La Direction Générale des Élections (DGE) a publié un communiqué adressé aux hauts responsables de l’État candidats aux élections législatives et communales du 31 mai 2026. L’institution électorale rappelle le respect strict des dispositions du Code électoral relatives aux incompatibilités et aux obligations administratives préalables à toute candidature.
Cette note, destinée notamment aux présidents et vice-présidents des institutions de la République, aux membres du gouvernement, ainsi qu’aux secrétaires généraux et directeurs généraux des départements ministériels, souligne que les candidats concernés doivent, avant la validation de leur dossier, soit démissionner de leurs fonctions, soit se conformer à la situation administrative prévue par la loi.
La DGE s’appuie sur les articles 156 et suivants du Code électoral pour les élections législatives, et sur les articles 235 et suivants pour les élections communales. Cependant, une simple lettre de démission ne suffit pas. Les responsables concernés doivent cesser effectivement toute activité liée à leurs anciennes fonctions. Cela implique notamment l’abandon des bureaux administratifs, l’arrêt de l’utilisation des moyens matériels et humains de l’État, la fin des réunions de service et la cessation de l’usage des privilèges attachés à leurs postes.
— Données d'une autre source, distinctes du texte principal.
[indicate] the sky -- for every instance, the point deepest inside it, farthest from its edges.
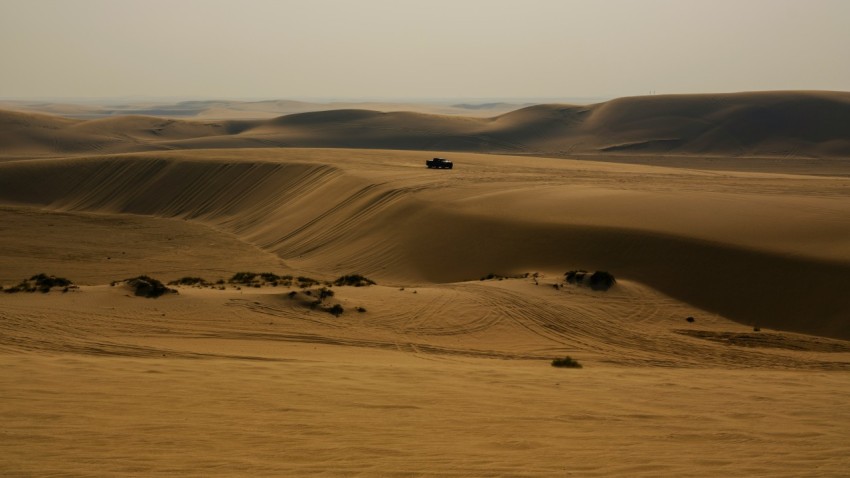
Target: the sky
(414, 49)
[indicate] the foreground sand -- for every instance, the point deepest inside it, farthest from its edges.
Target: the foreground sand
(443, 374)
La Direction Générale des Élections (DGE) a constaté que certains candidats, malgré leur démission officielle, continuent d’utiliser les locaux et infrastructures de leurs anciens services et d’apparaître publiquement comme étant encore en fonction. Ces pratiques constituent, selon la DGE, une « violation manifeste » du Code électoral, car elles portent atteinte au principe d’égalité entre les candidats, à la neutralité de l’administration publique et à la sincérité du scrutin.
La DGE rappelle que les ressources publiques et les institutions de l’État ne doivent en aucun cas servir de support à des activités électorales susceptibles de créer une confusion entre l’exercice des fonctions publiques et la compétition politique. En application des articles 330 et 341 du Code électoral, l’institution s’engage à veiller au respect rigoureux des textes en vigueur et invite tous les candidats concernés à se conformer sans délai aux prescriptions légales en cessant toute occupation ou utilisation des services relevant de leurs anciennes responsabilités administratives ou politiques.
Enfin, la DGE avertit que tout manquement constaté pourrait entraîner des sanctions prévues par les lois et règlements en vigueur, sans exclure d’éventuelles poursuites ou mesures administratives prises par les autorités compétentes.